Le 30 octobre 2020, Mme [Y]-[P] a informé l'employeur de son état de grossesse, en précisant être enceinte depuis le 21 juin 2020 — soit depuis près de quatre mois et demi. Simultanément, elle informait l'employeur de la prolongation de son arrêt de travail jusqu'au 27 novembre 2020. La concomitance de ces deux informations — déclaration de grossesse et prolongation d'arrêt — allait nourrir la motivation employeur dans la lettre de licenciement. Le 20 novembre 2020, elle a été convoquée à un entretien préalable assorti d'une mise à pied conservatoire, puis licenciée pour faute grave le 14 décembre 2020.
Un contexte factuel aggravant mérite d'être relevé : entre le 17 et le 26 août 2020, la salariée avait travaillé au laboratoire sur la synthèse du composé FLURALANER dans le cadre d'un projet pour le client CEVA Santé Animal — substance classée SGH et avertie explicitement comme susceptible de nuire à la fertilité ou au fœtus. Durant cette même période, le subordonné de la salariée, M. [R], avait été conduit aux urgences à la suite d'un malaise le 31 août 2020, attribué par l'employeur à un stress professionnel généré par les conditions de travail que lui aurait imposées Mme [Y]-[P]. Ces deux circonstances concomitantes — exposition chimique en cours de grossesse ignorée, et malaise du subordonné — constituent la matière factuelle des deux premiers griefs de la lettre de licenciement.
II.
LA LETTRE DE LICENCIEMENT : TROIS GRIEFS, DONT UN DIRECTEMENT TIRÉ DE L'ÉTAT DE GROSSESSE
La lettre de licenciement du 14 décembre 2020 articulait trois griefs distincts, dont le second est au cœur du pourvoi et de l'arrêt de la Cour de cassation. Le premier grief portait sur l'atteinte à l'intégrité physique et psychique du subordonné M. [R] : il était reproché à la salariée d'avoir imposé à ce technicien, entre le 17 et le 31 août 2020, un rythme de travail décalé avec des prises de poste dès 5h30 afin qu'elle puisse rentrer déjeuner à domicile, de l'avoir contraint à travailler seul au laboratoire sans PTI (portable travailleur isolé) en présence de risques chimiques, dans des circonstances ayant conduit à son malaise hospitalisé. L'employeur concluait que C'est dans ces circonstances que Monsieur [R] nous a révélé, début novembre 2020, par un courrier d'alerte, qu'il avait, lors de l'après-midi du 31 août 2020 et sur votre injonction, lancé une synthèse chimique et, paniqué par la pression anormale que vous lui imposiez, il a craqué et a été conduit aux urgences.

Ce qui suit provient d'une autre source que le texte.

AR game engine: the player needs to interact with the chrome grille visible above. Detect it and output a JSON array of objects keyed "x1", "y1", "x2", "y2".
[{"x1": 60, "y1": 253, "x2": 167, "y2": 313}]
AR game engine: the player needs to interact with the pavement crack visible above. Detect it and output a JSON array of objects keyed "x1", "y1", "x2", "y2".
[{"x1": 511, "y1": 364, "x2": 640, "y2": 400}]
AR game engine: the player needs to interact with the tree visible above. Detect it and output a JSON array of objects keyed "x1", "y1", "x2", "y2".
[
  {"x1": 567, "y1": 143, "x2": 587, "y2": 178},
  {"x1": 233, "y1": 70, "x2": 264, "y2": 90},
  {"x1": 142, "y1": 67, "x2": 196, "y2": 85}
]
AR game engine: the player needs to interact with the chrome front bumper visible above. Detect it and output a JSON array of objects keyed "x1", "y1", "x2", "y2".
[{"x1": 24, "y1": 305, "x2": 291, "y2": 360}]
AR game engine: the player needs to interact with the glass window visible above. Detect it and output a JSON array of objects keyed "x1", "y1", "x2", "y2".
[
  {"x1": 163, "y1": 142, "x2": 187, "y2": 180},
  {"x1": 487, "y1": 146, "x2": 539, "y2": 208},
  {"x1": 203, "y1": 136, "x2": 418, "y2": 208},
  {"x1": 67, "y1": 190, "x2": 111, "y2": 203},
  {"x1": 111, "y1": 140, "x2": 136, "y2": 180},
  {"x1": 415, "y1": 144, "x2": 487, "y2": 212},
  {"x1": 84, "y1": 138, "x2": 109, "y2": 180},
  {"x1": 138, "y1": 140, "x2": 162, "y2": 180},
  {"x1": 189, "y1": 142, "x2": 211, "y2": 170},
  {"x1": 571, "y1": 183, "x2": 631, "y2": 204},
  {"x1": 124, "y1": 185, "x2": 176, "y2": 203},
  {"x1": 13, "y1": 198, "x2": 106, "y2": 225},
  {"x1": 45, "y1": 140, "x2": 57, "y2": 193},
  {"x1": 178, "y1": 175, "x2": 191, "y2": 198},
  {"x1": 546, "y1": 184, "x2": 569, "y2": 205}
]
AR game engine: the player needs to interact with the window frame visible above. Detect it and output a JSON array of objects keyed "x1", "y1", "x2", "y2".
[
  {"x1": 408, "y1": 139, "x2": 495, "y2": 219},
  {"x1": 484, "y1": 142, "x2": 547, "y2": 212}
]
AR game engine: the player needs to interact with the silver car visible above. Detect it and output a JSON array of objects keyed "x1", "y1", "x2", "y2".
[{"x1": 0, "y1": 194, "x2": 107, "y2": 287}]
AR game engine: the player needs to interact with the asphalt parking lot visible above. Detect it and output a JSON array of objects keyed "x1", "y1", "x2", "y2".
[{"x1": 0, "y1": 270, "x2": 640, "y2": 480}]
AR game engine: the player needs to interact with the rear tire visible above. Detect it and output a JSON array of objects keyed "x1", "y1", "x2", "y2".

Le deuxième grief, directement tiré de l'état de grossesse, constitue le cœur du litige. La lettre reprochait à la salariée d'avoir délibérément refusé de prendre soin de votre sécurité et de votre santé ainsi que de celle de votre fœtus en dissimulant sa grossesse depuis juin 2020. L'employeur rappelait que lors de cette seconde grossesse, vous nous avez donc volontairement empêchés d'adapter votre poste et de vous protéger des risques assujettis à la manipulation de ces produits entre juin et septembre 2020, précisant que ce comportement démontre votre inconscience et votre volonté de porter préjudice au bon fonctionnement de l'entreprise. Le texte mentionnait explicitement la santé du fœtus, la responsabilité pénale potentielle de l'employeur (l'employeur encourt des sanctions prévues par le code pénal en cas d'accident du travail, infraction, d'homicide ou de blessures volontaires) et l'antécédent de 2018 comme preuve d'une récidive délibérée.
Le troisième grief concernait l'atteinte à l'intégrité physique et psychique de l'employeur lui-même, M. [V], dont la lettre décrivait la dégradation de l'état de santé (syndrome anxio-dépressif, perte de poids de 6 kg, tension déséquilibrée selon un certificat médical du 12 novembre 2020) — dégradation imputée au fait que la salariée l'aurait laissé sans nouvelle et sans information sur votre situation de santé alors même qu'il aurait suffi d'un échange entre la société SYNTHECOB et vous-même pour s'organiser. Ce grief sera le seul écarté par la cour d'appel, faute de preuve du lien de causalité.
III.
LE PARCOURS JUDICIAIRE : TROIS POSITIONS SUCCESSIVES, UNE QUESTION INÉDITE
Par jugement du 3 octobre 2022, le conseil de prud'hommes de Dijon avait jugé le licenciement nul et alloué à la salariée des dommages-intérêts pour licenciement nul (20 450,04 euros nets), une indemnité conventionnelle de licenciement (6 751,61 euros nets), une indemnité compensatrice de préavis (10 225 euros bruts outre les congés payés afférents), un rappel de salaire sur la mise à pied conservatoire, des dommages-intérêts pour licenciement vexatoire (5 000 euros nets) et le remboursement des indemnités chômage à Pôle Emploi dans la limite d'un mois.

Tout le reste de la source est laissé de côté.